The integration cost covers both the technical integration (D365 HR-to-payroll API development and maintenance) and the ongoing dual-system administration overhead. For organisations that are also evaluating or already using Dynamics 365 Finance, the Finance payroll module (part of the Finance Full User licence) eliminates the separate payroll system by processing payroll natively within the Dynamics 365 environment. The decision between the integrated Finance payroll approach and the best-of-breed payroll system approach is a total cost question that should be addressed in the EA structure negotiation, not left as an IT architecture decision made in isolation from the commercial implications. See our Finance and Operations licensing guide for the complete Finance capability analysis.
Renewal Preparation for D365 HR
The most common commercial error in Dynamics 365 HR renewals is accepting the previous term's licence count as the renewal baseline without validation. HR system user populations change with the business — HR professional headcount is affected by restructuring, outsourcing, and insourcing decisions. The renewal baseline should be validated against current HR professional headcount, not assumed to equal the current provisioned user count.

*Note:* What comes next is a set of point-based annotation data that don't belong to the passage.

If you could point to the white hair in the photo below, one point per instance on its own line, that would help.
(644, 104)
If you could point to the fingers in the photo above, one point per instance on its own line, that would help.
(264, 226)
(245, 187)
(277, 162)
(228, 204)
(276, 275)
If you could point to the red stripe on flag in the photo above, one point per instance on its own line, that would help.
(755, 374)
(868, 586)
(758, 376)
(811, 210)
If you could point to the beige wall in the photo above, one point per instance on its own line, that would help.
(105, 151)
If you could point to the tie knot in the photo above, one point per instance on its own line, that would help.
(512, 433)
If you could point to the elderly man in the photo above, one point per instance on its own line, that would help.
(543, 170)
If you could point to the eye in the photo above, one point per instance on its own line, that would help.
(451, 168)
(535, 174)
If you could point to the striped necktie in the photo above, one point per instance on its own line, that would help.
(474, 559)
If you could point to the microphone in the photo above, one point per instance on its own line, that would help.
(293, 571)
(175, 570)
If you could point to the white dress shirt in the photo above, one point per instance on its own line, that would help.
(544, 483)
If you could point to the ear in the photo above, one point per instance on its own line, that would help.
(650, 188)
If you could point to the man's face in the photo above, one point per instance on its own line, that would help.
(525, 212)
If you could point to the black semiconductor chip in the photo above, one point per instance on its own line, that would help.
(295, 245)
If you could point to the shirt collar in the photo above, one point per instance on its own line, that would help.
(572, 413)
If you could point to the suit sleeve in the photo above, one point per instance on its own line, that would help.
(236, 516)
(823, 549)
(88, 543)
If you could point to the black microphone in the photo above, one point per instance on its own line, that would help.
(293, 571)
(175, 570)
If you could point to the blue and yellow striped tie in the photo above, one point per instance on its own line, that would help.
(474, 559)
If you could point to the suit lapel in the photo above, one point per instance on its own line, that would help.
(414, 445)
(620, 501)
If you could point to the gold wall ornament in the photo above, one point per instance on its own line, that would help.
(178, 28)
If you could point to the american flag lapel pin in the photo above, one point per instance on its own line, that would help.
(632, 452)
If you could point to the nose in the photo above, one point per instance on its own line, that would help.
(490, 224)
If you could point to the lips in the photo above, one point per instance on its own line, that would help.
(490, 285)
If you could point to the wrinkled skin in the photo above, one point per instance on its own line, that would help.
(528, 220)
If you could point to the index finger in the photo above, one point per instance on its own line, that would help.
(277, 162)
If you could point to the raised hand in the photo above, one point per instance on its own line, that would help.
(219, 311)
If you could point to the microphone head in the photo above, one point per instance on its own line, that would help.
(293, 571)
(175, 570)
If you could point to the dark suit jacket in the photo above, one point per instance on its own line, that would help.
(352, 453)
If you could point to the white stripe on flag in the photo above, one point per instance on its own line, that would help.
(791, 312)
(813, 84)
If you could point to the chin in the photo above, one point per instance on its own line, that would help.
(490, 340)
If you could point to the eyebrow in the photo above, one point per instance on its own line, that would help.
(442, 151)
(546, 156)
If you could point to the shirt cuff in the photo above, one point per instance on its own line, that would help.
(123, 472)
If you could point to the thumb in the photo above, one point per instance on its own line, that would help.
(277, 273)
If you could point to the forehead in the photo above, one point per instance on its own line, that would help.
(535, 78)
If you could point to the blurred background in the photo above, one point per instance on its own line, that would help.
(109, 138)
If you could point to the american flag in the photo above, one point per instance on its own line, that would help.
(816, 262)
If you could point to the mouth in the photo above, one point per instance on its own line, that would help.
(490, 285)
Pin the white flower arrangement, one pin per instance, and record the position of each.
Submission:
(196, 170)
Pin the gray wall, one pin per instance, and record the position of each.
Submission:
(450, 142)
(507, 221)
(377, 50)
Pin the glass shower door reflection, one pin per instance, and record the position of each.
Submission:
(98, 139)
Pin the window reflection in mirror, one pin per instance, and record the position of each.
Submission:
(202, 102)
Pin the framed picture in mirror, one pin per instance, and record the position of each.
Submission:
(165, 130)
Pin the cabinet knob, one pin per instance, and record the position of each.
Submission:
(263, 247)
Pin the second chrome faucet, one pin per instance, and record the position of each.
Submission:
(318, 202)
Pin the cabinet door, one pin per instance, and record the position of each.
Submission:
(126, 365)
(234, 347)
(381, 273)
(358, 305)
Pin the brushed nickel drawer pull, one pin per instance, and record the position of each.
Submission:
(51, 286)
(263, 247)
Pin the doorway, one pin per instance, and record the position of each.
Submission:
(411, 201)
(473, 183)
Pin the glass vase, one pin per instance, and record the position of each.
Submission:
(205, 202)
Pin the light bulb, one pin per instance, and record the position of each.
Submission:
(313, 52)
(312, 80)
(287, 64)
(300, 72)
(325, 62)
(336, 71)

Additionally, the Self-Service Employee entitlement review should confirm that all employees who are accessing the system via self-service workflows are doing so through the included entitlement rather than through provisioned Full User licences that were assigned for historical reasons. In organisations where D365 HR was implemented years ago by a system integrator who provisioned Full Users for all employees "to be safe," the overprovision persists through renewals until someone explicitly challenges it. Independent advisory review of the licence structure before renewal produces this challenge systematically — and the commercial result is typically 30–60% reduction in the HR licence line of the EA. Combined with the broader Dynamics 365 licensing review and EA negotiation framework, this reduces the total Dynamics 365 investment to its justified commercial level.